🤖 AI Summary
This work addresses two key challenges in end-to-end (E2E) autonomous driving planner evaluation: scarcity of real-world video data and poor out-of-distribution (OOD) generalization. We propose a novel co-evaluation paradigm integrating video generation models with E2E driving models. Methodologically, we construct a controllable virtual testbed and—uniquely—employ the E2E planner as a discriminator to enable closed-loop, policy-feedback-driven quantification of video realism. Our framework incorporates controlled experimental design, statistical significance testing, and interactive realism metrics to support targeted attribution analysis of distributional shifts.
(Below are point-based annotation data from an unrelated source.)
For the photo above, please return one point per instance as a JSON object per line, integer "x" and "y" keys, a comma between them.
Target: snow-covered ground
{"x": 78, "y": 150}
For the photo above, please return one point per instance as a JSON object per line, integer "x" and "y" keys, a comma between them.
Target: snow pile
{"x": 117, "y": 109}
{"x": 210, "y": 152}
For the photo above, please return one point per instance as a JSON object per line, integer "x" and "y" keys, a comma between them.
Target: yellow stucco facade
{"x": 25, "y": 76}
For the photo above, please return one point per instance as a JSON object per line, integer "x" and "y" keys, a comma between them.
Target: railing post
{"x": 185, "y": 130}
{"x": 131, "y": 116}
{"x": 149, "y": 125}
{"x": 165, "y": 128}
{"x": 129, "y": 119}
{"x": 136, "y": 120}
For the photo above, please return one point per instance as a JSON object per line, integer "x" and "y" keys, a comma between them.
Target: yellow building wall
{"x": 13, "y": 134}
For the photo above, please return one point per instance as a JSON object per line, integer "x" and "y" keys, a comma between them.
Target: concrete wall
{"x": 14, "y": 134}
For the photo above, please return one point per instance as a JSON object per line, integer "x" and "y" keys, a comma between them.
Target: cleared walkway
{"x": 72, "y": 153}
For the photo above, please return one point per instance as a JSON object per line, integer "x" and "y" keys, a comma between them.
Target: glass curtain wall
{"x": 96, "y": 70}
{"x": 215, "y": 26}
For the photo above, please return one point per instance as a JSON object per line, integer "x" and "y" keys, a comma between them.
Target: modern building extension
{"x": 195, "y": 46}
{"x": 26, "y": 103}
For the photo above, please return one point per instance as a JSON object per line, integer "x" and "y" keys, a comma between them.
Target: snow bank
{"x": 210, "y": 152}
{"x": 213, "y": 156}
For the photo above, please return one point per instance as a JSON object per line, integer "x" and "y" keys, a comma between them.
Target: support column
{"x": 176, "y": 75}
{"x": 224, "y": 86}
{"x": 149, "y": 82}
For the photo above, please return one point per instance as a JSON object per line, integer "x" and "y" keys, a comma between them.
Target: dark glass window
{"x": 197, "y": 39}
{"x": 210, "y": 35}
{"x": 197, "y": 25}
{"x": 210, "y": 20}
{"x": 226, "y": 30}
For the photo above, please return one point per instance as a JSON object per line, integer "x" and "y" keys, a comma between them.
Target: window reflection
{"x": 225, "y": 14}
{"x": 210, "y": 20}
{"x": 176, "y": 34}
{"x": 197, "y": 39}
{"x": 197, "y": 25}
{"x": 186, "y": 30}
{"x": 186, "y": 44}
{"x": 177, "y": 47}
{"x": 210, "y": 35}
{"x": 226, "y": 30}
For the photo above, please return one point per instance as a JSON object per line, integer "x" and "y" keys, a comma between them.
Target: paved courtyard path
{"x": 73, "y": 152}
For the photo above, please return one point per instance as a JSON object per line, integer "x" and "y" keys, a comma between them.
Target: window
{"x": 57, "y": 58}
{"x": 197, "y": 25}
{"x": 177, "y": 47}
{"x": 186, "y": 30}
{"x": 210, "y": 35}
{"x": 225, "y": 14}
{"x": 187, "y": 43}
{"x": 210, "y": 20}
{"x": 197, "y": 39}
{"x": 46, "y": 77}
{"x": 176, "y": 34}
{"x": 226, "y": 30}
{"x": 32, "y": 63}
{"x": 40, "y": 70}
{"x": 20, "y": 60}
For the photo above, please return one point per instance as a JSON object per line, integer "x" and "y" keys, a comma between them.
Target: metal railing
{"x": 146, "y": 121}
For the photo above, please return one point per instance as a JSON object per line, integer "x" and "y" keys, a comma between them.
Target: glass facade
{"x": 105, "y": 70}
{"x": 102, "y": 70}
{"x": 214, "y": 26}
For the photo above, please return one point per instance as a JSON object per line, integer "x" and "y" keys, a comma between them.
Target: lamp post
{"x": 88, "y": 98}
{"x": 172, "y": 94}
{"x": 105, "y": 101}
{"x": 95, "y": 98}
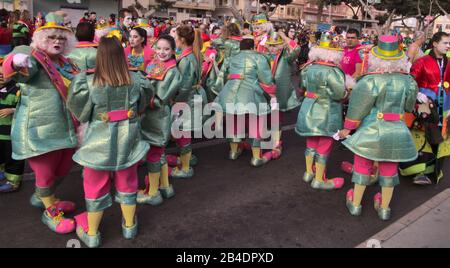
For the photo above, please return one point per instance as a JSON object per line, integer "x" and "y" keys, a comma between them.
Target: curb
{"x": 378, "y": 239}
Experiments demonstrate high-fidelity, controllable video synthesis under complex conditions (e.g., weather, viewpoint, traffic density) and show that synthetic data substantially improves OOD generalization in novel operational domains, reducing reliance on real-world collection. The core contribution is the first driving-centric, closed-loop video generation evaluation framework, advancing trustworthy, interpretable, and cost-efficient autonomous system validation.
📝 Abstract
Recent advances in generative models have sparked exciting new possibilities in the field of autonomous vehicles. Specifically, video generation models are now being explored as controllable virtual testing environments. Simultaneously, end-to-end (E2E) driving models have emerged as a streamlined alternative to conventional modular autonomous driving systems, gaining popularity for their simplicity and scalability. However, the application of these techniques to simulation and planning raises important questions. First, while video generation models can generate increasingly realistic videos, can these videos faithfully adhere to the specified conditions and be realistic enough for E2E autonomous planner evaluation? Second, given that data is crucial for understanding and controlling E2E planners, how can we gain deeper insights into their biases and improve their ability to generalize to out-of-distribution scenarios? In this work, we bridge the gap between the driving models and generative world models (Drive&Gen) to address these questions. We propose novel statistical measures leveraging E2E drivers to evaluate the realism of generated videos. By exploiting the controllability of the video generation model, we conduct targeted experiments to investigate distribution gaps affecting E2E planner performance. Finally, we show that synthetic data produced by the video generation model offers a cost-effective alternative to real-world data collection. This synthetic data effectively improves E2E model generalization beyond existing Operational Design Domains, facilitating the expansion of autonomous vehicle services into new operational contexts.